I'm challenged by the QUOTE function today.
 
I was lucky enough to learn drysuit as part of my open water class. However, up here in the Pacific Northwest, it’s almost necessary in order to keep students comfortable for the course, especially if you are teaching them in December.

I will also admit that my OW was through SSI, not PADI, and our instructor took 8 weeks to complete the course not 5 weeks, 2 weeks, or two weekends (the OW options for the shop I completed my PADI DM with). In that sense I was lucky.

I really do think that these courses that pander to the whims of the free market, our "attention spans", and the legal problems are a bit sad.

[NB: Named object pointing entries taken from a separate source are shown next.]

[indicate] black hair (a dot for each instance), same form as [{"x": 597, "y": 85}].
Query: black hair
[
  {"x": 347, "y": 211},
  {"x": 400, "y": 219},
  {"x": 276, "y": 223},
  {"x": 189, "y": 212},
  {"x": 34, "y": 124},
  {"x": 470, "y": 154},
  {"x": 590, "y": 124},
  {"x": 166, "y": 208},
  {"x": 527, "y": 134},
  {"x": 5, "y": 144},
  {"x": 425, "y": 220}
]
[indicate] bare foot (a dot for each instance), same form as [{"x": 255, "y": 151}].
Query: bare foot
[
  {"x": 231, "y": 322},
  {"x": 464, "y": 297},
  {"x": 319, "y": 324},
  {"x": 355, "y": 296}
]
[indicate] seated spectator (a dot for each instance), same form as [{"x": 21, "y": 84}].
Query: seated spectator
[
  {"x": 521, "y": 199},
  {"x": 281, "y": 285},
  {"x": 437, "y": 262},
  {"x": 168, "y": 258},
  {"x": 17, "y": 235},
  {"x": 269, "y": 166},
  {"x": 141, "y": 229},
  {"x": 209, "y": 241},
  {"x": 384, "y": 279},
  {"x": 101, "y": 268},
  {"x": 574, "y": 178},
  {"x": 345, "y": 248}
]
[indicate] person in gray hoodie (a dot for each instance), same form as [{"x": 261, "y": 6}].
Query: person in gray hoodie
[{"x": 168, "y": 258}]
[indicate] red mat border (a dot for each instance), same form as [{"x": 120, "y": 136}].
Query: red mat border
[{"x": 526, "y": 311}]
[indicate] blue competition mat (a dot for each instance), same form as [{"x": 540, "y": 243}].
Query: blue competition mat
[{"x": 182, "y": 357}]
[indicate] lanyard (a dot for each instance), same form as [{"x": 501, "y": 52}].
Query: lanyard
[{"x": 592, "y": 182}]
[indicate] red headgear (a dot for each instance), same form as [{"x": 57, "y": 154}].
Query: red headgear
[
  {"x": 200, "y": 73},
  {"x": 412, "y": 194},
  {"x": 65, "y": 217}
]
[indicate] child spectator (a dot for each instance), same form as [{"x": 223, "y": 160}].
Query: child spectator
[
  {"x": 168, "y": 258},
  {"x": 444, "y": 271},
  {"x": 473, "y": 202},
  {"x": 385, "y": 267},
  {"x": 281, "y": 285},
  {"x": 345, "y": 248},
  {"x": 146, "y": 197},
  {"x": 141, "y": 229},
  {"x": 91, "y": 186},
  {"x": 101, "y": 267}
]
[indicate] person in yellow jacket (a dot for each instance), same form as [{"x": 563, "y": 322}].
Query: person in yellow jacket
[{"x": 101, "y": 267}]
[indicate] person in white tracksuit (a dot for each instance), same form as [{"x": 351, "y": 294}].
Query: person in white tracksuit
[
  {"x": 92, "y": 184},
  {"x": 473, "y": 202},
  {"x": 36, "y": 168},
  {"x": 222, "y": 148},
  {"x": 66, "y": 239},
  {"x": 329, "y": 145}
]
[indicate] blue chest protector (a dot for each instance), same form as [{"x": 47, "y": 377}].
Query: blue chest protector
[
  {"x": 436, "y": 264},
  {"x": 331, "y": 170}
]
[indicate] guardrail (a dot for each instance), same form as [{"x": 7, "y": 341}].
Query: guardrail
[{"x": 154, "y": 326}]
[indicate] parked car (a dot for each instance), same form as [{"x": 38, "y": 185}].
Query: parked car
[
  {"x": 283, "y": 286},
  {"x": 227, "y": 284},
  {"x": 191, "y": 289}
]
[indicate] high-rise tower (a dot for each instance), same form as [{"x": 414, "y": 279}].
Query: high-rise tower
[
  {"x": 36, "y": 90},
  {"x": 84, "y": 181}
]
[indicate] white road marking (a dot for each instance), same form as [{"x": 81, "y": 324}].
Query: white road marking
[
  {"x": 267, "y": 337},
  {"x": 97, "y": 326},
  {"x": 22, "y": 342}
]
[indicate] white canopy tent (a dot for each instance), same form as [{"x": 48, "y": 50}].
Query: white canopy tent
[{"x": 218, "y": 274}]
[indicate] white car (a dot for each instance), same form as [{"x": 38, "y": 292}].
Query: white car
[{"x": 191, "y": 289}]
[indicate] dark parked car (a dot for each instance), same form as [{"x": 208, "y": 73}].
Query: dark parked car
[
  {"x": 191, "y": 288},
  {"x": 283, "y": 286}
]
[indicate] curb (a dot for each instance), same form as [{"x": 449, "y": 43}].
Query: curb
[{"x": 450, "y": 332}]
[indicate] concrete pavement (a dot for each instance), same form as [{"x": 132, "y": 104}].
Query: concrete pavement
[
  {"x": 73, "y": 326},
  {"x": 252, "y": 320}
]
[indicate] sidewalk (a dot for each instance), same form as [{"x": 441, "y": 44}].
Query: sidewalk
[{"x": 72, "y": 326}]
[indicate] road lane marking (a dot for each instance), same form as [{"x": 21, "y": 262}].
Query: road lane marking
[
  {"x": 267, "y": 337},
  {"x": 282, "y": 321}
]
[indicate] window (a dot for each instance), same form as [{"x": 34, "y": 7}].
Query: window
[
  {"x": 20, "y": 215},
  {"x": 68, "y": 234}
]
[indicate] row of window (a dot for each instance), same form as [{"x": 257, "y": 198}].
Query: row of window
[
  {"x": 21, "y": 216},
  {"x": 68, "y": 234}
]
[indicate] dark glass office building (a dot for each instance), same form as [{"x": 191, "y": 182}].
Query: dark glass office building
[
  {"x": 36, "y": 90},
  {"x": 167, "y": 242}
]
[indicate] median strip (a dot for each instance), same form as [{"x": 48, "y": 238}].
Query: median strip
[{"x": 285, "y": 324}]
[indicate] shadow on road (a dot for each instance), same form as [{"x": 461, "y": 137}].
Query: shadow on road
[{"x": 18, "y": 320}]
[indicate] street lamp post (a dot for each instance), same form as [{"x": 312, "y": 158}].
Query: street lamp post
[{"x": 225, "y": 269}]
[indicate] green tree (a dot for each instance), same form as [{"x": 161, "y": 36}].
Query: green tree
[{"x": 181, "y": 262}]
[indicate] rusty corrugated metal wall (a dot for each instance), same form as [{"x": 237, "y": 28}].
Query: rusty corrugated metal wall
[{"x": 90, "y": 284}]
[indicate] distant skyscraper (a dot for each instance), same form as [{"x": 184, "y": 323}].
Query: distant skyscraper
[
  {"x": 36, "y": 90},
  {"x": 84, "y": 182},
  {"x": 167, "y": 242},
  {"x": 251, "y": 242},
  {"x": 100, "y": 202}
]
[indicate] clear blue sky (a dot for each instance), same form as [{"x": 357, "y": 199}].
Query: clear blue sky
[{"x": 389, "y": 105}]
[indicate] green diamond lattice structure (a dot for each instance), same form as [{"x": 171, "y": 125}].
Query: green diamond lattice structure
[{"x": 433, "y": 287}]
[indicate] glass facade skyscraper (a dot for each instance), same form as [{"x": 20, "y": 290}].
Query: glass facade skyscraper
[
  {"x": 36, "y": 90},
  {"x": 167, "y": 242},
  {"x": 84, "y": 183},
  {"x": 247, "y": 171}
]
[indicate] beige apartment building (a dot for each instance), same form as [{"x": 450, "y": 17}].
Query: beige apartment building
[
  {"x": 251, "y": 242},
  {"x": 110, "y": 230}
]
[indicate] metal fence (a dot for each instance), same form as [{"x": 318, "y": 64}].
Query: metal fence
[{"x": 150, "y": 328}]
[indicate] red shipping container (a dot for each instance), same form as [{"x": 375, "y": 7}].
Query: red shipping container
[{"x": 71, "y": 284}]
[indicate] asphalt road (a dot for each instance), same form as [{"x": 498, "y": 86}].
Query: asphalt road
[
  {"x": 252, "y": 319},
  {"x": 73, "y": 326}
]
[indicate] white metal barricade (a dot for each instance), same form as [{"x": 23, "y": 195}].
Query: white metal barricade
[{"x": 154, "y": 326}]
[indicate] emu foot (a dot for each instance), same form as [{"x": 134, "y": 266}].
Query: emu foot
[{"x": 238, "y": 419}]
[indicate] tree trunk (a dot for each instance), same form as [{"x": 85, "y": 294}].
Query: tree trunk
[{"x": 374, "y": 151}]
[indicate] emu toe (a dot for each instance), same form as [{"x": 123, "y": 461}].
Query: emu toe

What ever happened to getting guidance and wisdom from more experienced divers, and more experienced divers wanting to help less experienced divers get experience and education while actually diving. The whole idea of random acts of kindness leading to more and more reliable and proficient divers?

It seems kind of sad that diving education has to be bought up in little chunks that other divers make snide comments about, because the divers that paid for this education can be poor divers. I would like to think that any reasonable person with a genuine interest in diving would think that this sort of education would be good for them and the reason why they would buy into it, not knowing any better because dive shop tend to be the only source of information for the average novice diver.

Now I would say that for a minority of people, different types of diving is just a natural thing that you can pick up. I learned a lot of things by doing some serious reading and research, and then discussing it with other divers, and getting myself out in a pool or calm water and experimenting. But the majorities of people that I assisted in the pool while DM’ing are not that confident, or have other issues that impede their ability to go out and learn it themselves. Which leads to people wanting to get more education with instructors, and taking the specialty courses.

I personally wish that diving education were more like a apprentice/master program. Where it may take some time to get cert-cards, but it actually involved diving with a more experienced diver, and there was a practical attempt to give the diver more education under any specific cert card. For instance, getting to learn about decompression during a nitrox course.

Anyway, I suppose that I should end this diatribe.
 
I guess I agree with Niesent. I feel like only the wealthy can afford to dive beyond OW. I know that in the current economy, if it were not for my bestest bud owning a dive shop, I'd not be able to dive recreationally.

Oh, one more thing...
MY WIFE JUST BROUGHT ME FROSTED MINI WHEATS! I WIN AT LIFE!
 
<snipped>
I personally wish that diving education were more like a apprentice/master program. Where it may take some time to get cert-cards, but it actually involved diving with a more experienced diver, and there was a practical attempt to give the diver more education under any specific cert card. For instance, getting to learn about decompression during a nitrox course.

Anyway, I suppose that I should end this diatribe.

Lovely thoughts, sunshine, but scuba is fighting the same battle as many other low-participant sports that are expensive to enter and require skills maintenance: It's darned hard to attract and keep fresh, new, young blood. Without it, the sport atropies.

Tiger Woods was a huge shot in the arm for the golf industry as he crossed age and race lines. Now the sport is teeming with youngsters and women, across all races, that have taken up the sport.

As much as we dislike it, it takes these salomi-sliced courses to attract the youngsters. Gen-X and the Millenium Generation just don't have the self-discipline nor patience to sit through (a) longer class(es).
 
I havent read the whole thread but find all these specialtys pretty funny myself.

If it hasnt been mentioned yet, I thought this was the most funny of them all lol..

SPIEGEL GROVE DIVER $275.00

Ocean Divers has designed and developed this specialty for those
wishing to learn more about this famous ship wreck. Upon completion,
you will receive a PADI Spiegel Grove Diver certification card. :rofl3:
 
haha, perfect.
To do that dive justice, you first have to have a Deco Cert, A wreck cert, an Mixed Gas Cert, hmm, oh... Double Cert. I'm missing a ton of stuff i'm sure.